L'esito del tampone effettuato su alcuni ospiti delle Rsa poi deceduti è arrivato oggi, e questo fa salire a 28 le vittime di coronavirus ad oggi in Trentino

Sale a 28 il numero delle vittime di coronavirus in Trentino. I nuovi decessi sono 15: due a Trento e 13 in case di riposo. Il numero è così alto perchè oggi sono arrivati i responsi dei tamponi effettuati sugli ospiti delle case di riposo che mostravano sintomi. In 13 casi il coronavirus come causa della morte è stato accertato, ma il risultato è arrivato solamete dopo il decesso. Gli ospiti di case di riposo contagiate sono 280. 

Tra le vittime c'è però anche un uomo di 47 anni: frate Gianpietro della Comunità dei Cappuccini di Trento, conosciutisimo nel mondo della solidarietà e del volontariato. Si tratta della vittima più giovane fino ad ora in Trentino. L'età media dei deceduti è di 86 anni.
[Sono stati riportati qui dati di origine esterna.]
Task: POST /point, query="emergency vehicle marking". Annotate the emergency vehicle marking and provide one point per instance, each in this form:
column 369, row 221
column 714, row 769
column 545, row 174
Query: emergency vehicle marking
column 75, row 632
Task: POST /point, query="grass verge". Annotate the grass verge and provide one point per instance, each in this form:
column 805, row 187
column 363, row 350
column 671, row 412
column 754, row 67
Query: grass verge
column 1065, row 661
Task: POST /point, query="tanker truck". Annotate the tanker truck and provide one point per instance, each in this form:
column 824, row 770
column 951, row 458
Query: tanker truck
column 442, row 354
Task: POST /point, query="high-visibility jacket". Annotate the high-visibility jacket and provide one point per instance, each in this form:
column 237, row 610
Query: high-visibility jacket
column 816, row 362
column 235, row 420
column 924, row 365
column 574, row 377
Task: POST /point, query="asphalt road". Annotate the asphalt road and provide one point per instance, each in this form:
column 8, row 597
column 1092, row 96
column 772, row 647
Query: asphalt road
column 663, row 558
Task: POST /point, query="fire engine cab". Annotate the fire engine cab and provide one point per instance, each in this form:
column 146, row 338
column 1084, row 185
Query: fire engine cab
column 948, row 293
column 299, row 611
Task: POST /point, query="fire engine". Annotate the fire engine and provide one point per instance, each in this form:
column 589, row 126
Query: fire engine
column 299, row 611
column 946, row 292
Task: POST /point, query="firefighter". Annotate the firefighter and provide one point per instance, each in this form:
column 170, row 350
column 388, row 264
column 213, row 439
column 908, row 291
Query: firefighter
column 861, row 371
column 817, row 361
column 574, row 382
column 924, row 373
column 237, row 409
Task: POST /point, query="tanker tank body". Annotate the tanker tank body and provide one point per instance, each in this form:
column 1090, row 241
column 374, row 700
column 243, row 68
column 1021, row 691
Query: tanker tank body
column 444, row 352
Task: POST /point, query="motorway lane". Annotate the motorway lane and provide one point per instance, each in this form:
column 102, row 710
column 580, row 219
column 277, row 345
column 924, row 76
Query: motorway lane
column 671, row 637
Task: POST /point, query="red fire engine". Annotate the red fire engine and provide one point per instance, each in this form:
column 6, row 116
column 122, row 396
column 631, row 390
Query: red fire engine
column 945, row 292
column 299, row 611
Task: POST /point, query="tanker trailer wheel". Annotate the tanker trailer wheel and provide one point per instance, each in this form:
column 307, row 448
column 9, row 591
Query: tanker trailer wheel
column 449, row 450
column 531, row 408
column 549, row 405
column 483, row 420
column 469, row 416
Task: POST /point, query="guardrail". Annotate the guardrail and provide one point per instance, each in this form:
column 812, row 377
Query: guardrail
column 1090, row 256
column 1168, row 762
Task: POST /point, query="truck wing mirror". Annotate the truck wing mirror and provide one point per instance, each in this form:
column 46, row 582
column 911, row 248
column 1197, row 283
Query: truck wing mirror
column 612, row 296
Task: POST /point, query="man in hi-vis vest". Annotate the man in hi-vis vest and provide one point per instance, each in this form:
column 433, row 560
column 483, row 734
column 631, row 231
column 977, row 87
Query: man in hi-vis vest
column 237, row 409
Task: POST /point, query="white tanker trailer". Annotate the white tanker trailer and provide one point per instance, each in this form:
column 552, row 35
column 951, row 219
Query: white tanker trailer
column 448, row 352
Il numero totale dei contagiati è di 1306. I nuovi casi, registrati nelle ultime 24 ore, sono 239. "Numeri in linea con le attese di gravità della situazione che avevamo previsto - ha detto il presidente della Provincia autonoma di Trento Maurizio Fugatti - l'auspicio è che ci sia una stabilizzazione nella prossima settimana, il numero dei contagi molto elevato anche perchè consideriamo anche chi è vicino a contagiati e mostra sintomi". Sul totale dei contagiati 974 sono a casa o in Rsa (280), 222 sono ricoverati nel reparto infetivi, 15 con il ventilatore, 37 in terapia intensiva totale. Ci sono poi 34 persone che sono guarite.

"Le crude cifre che siamo costretti a riportare - ha detto il governatore - testimoniano che la volontà di stringere ulteriormente le maglie, che abbiamo preso nei giorni scorsi, sono giustificate. Ringrazio tutti i trentini, che per la stragrande maggioranza restano chiusi in casa e sacrificano la loro vita sociale, dimostrano di avere una coscienza civica di fronte ad una situazione che si sta aggravando. Dai dati che abbiamo sappiamo che la mobilità tra i comuni si è ridotta di molto, stiamo cercando spasmodicamente ogni giorno i dispositivi di protezione individuale per i nostri medici, abbiamo la volontà di aumentare fortemente i numero dei tamponi, dalla settimana prossima ce ne saranno 1000 al giorno, saranno dedicati alle situazioni di emergenza ma anche agli operatori sanitari che sono in prima linea".